How to science data

James Rubinstein
7 min readApr 14, 2018

--

I recently hired a data scientist for my team at work. This is very exciting. However, it took 6 months to do it. I want to explore why I had such a difficult time finding someone to be a data scientist, through the lens of what it means to be a data scientist.

What is a data scientist? A data scientist is someone who uses data to answer questions using the scientific method. The scientific method, in case you have forgotten 5th grade goes like this:

According to my friend, Dan, a good data scientist needs a good problem https://medium.com/@dfrankow/how-to-become-a-data-scientist-part-1-find-a-good-problem-2971442227cc

That’s step one, step two is formulating a hypothesis. A hypothesis is an informed supposition about what will happen given a particular basis in theory. It’s a guess. But not just a guess, it’s a guess based on observation, theory, and is *measurable*. Saying “blue buttons will be better than green buttons” is not a hypothesis. “Given that our screen background is green and improved contrast will help users see the button, we believe a blue button will increase button clickthrough by 5% over two weeks” is a hypothesis. We have theory, metric, and expected increase in that metric all in one statement. That statement can be falsified, which is to say it can be proven wrong. Us science types are forever trying to prove ourselves wrong.

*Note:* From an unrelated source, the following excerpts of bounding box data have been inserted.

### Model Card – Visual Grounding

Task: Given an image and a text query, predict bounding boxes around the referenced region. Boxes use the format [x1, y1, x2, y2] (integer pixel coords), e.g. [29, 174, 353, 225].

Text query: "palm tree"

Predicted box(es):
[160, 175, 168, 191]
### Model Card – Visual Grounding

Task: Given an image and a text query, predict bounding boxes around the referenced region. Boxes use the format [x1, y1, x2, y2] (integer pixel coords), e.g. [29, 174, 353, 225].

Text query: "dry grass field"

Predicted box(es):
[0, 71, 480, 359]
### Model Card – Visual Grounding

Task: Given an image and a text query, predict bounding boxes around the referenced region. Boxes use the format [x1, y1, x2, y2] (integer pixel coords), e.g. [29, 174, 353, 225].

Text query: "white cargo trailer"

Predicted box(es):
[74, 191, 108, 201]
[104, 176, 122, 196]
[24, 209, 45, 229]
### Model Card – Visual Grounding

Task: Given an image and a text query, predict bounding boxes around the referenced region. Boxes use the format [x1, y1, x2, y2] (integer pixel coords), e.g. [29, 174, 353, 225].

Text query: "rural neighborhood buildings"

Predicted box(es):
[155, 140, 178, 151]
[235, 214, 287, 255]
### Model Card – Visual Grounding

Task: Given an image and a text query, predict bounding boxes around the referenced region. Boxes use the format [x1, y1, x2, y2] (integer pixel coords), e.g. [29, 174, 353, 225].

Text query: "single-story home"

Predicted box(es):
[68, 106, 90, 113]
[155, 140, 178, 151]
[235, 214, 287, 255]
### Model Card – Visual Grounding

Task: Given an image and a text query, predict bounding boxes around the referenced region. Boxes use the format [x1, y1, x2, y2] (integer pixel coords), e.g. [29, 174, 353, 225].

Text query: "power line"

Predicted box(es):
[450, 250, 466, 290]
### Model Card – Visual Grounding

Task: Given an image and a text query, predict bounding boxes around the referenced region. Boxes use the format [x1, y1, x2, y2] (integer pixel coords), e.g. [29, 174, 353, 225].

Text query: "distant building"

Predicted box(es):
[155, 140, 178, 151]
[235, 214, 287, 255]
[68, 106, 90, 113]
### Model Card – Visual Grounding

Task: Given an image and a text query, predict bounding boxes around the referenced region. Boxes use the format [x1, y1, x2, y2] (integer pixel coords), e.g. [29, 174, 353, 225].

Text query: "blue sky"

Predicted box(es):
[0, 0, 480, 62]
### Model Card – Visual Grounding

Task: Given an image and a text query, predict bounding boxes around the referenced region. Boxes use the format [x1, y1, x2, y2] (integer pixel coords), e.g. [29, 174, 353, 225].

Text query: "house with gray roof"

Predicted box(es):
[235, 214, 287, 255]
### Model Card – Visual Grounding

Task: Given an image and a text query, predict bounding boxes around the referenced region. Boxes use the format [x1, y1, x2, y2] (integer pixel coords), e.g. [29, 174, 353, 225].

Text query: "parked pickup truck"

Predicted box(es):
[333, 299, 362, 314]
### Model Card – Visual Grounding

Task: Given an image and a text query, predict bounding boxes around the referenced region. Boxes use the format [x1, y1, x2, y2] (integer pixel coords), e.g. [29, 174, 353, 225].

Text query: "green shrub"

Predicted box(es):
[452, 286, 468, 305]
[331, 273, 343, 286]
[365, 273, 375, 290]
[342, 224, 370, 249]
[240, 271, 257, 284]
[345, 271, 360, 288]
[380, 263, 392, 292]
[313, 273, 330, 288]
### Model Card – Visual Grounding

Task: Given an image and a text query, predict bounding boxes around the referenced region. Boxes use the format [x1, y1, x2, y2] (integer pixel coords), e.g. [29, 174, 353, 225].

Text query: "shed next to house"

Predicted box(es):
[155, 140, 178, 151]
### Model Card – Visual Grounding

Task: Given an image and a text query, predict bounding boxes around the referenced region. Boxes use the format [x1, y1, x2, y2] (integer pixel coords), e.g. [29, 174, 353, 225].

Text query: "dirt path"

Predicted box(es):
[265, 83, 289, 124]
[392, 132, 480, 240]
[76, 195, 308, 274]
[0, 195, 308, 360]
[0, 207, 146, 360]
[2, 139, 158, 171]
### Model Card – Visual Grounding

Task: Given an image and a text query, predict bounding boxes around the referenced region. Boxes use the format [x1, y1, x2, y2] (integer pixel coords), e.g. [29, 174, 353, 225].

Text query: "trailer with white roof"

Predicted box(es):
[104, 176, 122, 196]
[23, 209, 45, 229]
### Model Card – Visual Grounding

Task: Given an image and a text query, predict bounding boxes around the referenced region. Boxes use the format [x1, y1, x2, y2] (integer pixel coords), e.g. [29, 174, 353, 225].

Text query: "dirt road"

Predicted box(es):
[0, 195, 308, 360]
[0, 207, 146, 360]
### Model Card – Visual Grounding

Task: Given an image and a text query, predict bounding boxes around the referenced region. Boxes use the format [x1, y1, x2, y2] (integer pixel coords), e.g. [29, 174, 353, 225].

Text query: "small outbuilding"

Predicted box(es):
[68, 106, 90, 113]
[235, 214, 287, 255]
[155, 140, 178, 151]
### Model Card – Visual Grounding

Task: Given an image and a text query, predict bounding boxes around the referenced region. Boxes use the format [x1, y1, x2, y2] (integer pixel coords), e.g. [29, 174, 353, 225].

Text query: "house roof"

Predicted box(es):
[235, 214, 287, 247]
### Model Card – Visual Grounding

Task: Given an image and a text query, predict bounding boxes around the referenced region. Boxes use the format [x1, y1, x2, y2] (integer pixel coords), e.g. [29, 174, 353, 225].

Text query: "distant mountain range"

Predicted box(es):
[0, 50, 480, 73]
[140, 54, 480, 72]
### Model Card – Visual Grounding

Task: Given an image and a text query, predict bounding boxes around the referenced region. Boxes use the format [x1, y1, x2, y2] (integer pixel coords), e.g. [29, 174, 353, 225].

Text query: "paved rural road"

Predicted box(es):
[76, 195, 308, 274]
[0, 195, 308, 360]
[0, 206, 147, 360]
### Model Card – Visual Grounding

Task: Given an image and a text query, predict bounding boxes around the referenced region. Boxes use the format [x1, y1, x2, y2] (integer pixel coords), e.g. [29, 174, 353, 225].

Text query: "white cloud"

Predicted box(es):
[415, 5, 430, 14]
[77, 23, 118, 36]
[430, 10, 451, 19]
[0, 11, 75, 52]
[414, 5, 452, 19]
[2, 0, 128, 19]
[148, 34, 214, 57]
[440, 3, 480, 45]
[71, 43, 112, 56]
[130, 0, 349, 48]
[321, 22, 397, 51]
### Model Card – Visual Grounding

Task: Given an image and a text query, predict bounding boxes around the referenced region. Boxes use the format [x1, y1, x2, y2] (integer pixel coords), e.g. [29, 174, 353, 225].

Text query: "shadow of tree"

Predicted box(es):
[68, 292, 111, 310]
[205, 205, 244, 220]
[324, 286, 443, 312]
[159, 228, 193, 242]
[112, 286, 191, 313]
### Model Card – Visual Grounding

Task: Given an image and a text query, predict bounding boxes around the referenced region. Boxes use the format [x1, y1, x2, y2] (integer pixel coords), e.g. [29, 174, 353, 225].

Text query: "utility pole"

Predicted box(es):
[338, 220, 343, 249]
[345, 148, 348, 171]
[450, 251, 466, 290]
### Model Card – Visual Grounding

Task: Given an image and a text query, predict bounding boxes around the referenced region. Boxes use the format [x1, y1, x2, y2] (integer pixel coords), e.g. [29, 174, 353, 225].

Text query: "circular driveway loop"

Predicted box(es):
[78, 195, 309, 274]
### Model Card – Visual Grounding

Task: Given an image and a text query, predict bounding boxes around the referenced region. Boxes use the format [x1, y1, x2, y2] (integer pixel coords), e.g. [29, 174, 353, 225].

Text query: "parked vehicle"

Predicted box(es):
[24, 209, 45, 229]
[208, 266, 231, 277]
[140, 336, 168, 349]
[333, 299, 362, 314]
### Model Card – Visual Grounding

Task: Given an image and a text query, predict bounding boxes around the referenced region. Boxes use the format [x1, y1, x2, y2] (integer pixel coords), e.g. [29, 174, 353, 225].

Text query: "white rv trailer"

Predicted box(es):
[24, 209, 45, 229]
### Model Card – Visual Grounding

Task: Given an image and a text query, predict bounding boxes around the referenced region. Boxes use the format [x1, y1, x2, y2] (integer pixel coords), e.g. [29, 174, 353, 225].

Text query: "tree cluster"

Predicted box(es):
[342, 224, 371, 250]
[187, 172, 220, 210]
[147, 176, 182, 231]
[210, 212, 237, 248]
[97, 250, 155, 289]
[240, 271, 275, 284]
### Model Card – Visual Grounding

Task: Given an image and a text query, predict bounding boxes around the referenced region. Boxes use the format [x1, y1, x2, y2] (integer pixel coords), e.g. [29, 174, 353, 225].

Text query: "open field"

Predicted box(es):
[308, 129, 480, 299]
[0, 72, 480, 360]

How do prove ourselves wrong? We have to design an experiment. Designing an experiment is the art of trying to control for every conceivable other source of change that could invalidate our hypothesis. If we think blue>green, have we considered that colorblind users might not see one or the other? If we have all our color blind participants in one group, that could tank the results of that experimental group. As a result, we randomize our participants, we ensure we have a large enough sample to get a representative sample of the population we care about. We also need to ensure that we aren’t biasing ourselves in a million other little ways. We need to run the experiment for long enough to give people time to learn the new state of the system. We have to ensure that we don’t put users in one group in the morning and fill the other group in the afternoon (because morning people and afternoon people might be different). And on and on. A scientist has to understand enough about the system she is working on to avoid these pitfalls when designing her experiment.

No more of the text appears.